MPA Guardian, so named because it promotes citizen guardianship of specialized marine protected areas (MPAs), is the brainchild of Shah Selbe, a former Stanford University graduate student, independent conservation technologist and newly minted National Geographic Emerging Explorer.

The app uses GPS technology in a smartphone to detect the time and user location. An easy-to-use interface allows quick reporting of details, pictures or video of the observed poaching. The app is free to download for iPhone and iPad, with an Android version to be released soon. No smartphone? Then you can submit a report at mpaguardian.org.

With reports showing extensive species loss and fisheries collapse by the middle of the century, illegal, unreported and unregulated fishing threatens us all.

Yet, "The methods we use to protect the oceans now are the same methods we've been using for decades," Shah said.
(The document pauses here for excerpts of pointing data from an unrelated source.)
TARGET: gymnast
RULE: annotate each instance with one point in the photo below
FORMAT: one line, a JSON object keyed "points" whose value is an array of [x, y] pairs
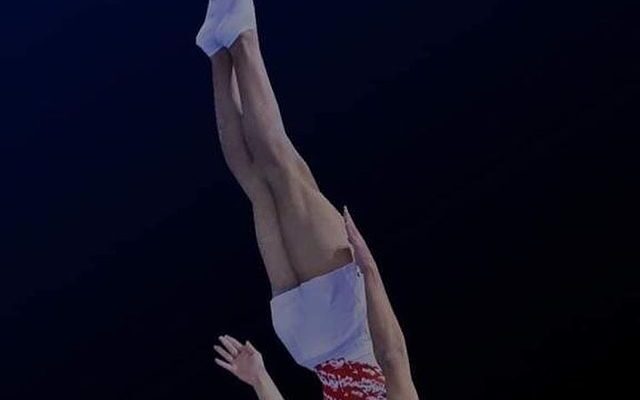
{"points": [[329, 306]]}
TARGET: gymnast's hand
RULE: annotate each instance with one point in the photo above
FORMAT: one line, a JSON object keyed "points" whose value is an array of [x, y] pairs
{"points": [[361, 252], [244, 361]]}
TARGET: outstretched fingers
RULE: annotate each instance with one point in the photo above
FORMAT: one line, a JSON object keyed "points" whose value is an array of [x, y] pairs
{"points": [[226, 365], [229, 345]]}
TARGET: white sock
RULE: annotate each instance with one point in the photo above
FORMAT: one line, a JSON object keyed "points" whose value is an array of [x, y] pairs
{"points": [[206, 38], [240, 16]]}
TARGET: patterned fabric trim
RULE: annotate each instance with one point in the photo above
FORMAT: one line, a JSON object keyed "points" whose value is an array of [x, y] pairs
{"points": [[349, 380]]}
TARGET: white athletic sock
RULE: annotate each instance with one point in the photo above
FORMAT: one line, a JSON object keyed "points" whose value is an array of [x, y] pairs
{"points": [[206, 38], [240, 16]]}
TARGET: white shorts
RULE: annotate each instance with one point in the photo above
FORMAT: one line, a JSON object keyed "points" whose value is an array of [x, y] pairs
{"points": [[325, 318]]}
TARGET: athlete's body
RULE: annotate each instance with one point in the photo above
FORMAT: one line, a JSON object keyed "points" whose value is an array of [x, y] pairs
{"points": [[303, 239]]}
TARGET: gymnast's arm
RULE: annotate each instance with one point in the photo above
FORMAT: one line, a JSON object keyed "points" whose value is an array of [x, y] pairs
{"points": [[245, 362], [266, 389], [388, 340]]}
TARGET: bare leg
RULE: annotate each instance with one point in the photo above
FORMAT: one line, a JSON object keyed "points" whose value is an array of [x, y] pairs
{"points": [[313, 230], [240, 161]]}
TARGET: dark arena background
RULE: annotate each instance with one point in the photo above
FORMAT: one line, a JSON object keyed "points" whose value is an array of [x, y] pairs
{"points": [[485, 148]]}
He began tackling this problem during his studies at Stanford, which included independent work with the Center for Ocean Solutions, a research institute and collaboration between Stanford Woods Institute, the Monterey Bay Aquarium and the Monterey Bay Aquarium Research Institute. Drawing upon this experience and his "day job" as a rocket scientist with Boeing, Selbe realized that cutting-edge technology and booming interest in "citizen science" could be harnessed to tackle the problem more efficiently.


Screenshots of newly launched app that allows citizens to crowdsource protection of marine protected areas

Currently, there are call-in tip lines to report illegal fishing. MPA Guardian allows users to skip that step, anonymously gather information and photographic evidence in real time, then digitally forward the data and photos to a government tip line.

The app is one piece of a bigger puzzle Selbe is piecing together called FishNET, which uses crowdsourced reports from text messaging, calls and mobile apps like MPA Guardian to collect information. FishNET uses a suite of technologies such as inexpensive radar, satellite imagery, unmanned drones and acoustic monitoring from an array of low-cost underwater hydrophones that listen to vessel traffic.

By cross-referencing all of this information in a centralized hub, FishNET can highlight suspicious vessels that may be fishing illegally, and alert the destination port to search the boat when it docks.

While MPA Guardian is currently focused on California's marine protected areas, Selbe is gearing up to expand it to MPAs across the country. He's also developing other arms of FishNET worldwide, working with communities in the Pacific islands and the Caribbean to use cutting-edge technologies to monitor fisheries.

Beyond FishNET, Selbe is involved in a number of other projects that use technology for ocean conservation. Newly launched with National Geographic and Lindblad Expeditions is his SoarOcean project, which is developing low-cost unmanned aircraft, such as home-built drones, for marine reserve monitoring and protection.

Shah said, "I knew that no single technology could solve every aspect of overfishing, so I developed FishNET as a road map to show an entire technology ecosystem that can be customized to help."